Lively scenes from pre-Famine Cork

Lively scenes from pre-Famine Cork Young men leaping the bonfire on St John’s Eve
Daniel MacDonald Painting and Pencillings Cork 1843-1844

(Exhibition at the Gorry Gallery; catalogue from Gorry Gallery, 20 Molesworth Street, Dublin 2)

In the Lion’s Den: Daniel MacDonald, Ireland and Empire

by Niamh O’Sullivan (Cork University Press, €20.00)

The exhibition of Daniel MacDonald works recently at the Gorry Gallery in Dublin was the first time that the work of the Cork painter Daniel MacDonald made an impression upon me. He is undoubtedly a great talent, as Niamh O’Sullivan has shown in her book about him and her extensive essay in the exhibition catalogue.

There are inevitably echoes of contemporary English artists, Leech, Cruickshank, Phiz, are mentioned. But in the images of Daniel O’Connell I see H.B., the Dublin-born artist John Doyle, the grandfather of Sir Arthur Conan Doyle.

Certainly for me this recent show presented provided a vivid “shock of the new”. These are lively drawings and caricatures of Cork life in the two decades before the famine. This has been evoked by Mary Coakley in Wine and Wit; Literary and Artistic Cork in the Early Nineteenth Century (Glendale Press, 1985). MacDonald belonged then to the golden age in Cork, when it outshone Dublin, laying down its claim perhaps to be “Ireland’s real capital”.

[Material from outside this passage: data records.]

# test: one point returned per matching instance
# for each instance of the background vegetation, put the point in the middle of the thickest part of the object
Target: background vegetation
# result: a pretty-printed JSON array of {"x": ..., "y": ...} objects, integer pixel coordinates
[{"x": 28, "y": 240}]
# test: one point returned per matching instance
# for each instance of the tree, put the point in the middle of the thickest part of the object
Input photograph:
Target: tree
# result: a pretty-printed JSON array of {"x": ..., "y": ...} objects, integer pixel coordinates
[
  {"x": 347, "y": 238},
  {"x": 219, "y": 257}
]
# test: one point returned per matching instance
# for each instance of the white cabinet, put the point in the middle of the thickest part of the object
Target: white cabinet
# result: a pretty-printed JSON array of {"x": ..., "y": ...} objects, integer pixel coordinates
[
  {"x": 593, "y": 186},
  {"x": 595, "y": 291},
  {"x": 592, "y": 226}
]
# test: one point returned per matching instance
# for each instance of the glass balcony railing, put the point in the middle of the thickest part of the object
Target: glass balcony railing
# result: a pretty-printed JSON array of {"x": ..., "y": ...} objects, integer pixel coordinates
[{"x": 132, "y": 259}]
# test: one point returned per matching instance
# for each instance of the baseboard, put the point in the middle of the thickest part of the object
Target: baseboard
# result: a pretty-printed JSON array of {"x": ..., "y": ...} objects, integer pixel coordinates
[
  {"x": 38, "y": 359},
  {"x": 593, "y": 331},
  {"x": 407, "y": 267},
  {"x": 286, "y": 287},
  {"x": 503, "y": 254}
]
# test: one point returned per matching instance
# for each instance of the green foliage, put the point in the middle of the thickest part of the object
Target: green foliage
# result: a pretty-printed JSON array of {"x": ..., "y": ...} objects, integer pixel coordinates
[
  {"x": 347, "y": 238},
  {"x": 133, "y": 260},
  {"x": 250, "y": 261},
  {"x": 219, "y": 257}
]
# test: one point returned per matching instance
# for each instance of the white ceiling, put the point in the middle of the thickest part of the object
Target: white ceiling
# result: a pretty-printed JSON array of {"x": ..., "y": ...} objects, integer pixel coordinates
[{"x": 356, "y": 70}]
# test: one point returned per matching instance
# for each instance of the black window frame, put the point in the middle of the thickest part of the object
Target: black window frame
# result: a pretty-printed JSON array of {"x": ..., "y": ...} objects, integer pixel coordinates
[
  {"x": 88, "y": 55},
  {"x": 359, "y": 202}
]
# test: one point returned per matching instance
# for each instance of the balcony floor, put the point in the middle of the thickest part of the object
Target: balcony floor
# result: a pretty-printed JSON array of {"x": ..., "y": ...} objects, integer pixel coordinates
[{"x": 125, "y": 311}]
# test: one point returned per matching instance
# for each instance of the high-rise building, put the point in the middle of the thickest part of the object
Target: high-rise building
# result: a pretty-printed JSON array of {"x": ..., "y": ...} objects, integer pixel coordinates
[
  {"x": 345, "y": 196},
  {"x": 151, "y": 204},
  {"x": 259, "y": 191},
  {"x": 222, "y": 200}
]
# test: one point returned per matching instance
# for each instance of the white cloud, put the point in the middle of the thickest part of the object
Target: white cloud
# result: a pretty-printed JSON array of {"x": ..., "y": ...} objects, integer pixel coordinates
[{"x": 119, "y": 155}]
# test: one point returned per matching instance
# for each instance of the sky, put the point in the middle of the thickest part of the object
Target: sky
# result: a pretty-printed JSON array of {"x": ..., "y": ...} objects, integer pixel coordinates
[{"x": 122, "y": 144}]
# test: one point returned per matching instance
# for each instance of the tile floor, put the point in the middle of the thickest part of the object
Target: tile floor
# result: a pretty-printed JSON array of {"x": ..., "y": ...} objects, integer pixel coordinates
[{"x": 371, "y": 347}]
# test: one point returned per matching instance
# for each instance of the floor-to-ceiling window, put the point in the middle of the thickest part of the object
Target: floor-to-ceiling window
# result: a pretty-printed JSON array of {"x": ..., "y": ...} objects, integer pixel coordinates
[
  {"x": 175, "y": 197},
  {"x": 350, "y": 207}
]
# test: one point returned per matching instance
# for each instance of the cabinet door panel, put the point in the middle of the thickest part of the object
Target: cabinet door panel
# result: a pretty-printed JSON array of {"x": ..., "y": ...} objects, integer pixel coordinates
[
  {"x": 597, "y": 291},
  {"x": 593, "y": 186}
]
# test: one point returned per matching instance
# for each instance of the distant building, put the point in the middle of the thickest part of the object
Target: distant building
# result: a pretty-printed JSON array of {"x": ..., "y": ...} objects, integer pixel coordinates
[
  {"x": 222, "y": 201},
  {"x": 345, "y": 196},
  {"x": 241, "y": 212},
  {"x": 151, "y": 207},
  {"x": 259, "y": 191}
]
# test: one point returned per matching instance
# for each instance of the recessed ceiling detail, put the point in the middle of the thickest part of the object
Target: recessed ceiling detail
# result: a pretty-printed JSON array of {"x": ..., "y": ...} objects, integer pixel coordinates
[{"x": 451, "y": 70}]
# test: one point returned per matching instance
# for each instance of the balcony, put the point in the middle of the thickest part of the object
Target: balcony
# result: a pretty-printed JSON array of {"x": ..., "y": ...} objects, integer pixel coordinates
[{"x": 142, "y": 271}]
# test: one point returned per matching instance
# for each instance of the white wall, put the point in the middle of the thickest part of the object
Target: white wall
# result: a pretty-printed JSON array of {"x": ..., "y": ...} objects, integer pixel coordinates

The exhibit covered a wide range of yachting in Cork Harbour (very much a sport for the well-of middle classes to which MacDonald’s family belonged), scenes of society on formal occasions and on less buttoned-up ones too.

But the real interest is the picture of rural life: these are humorous, but in a fond, even loving way. They reveal an active, energetic society, poor but under the leadership of Daniel O’Connell, hopeful of advance and change. These are images of a life before the Great Hunger shook the city, the country and the province to the core.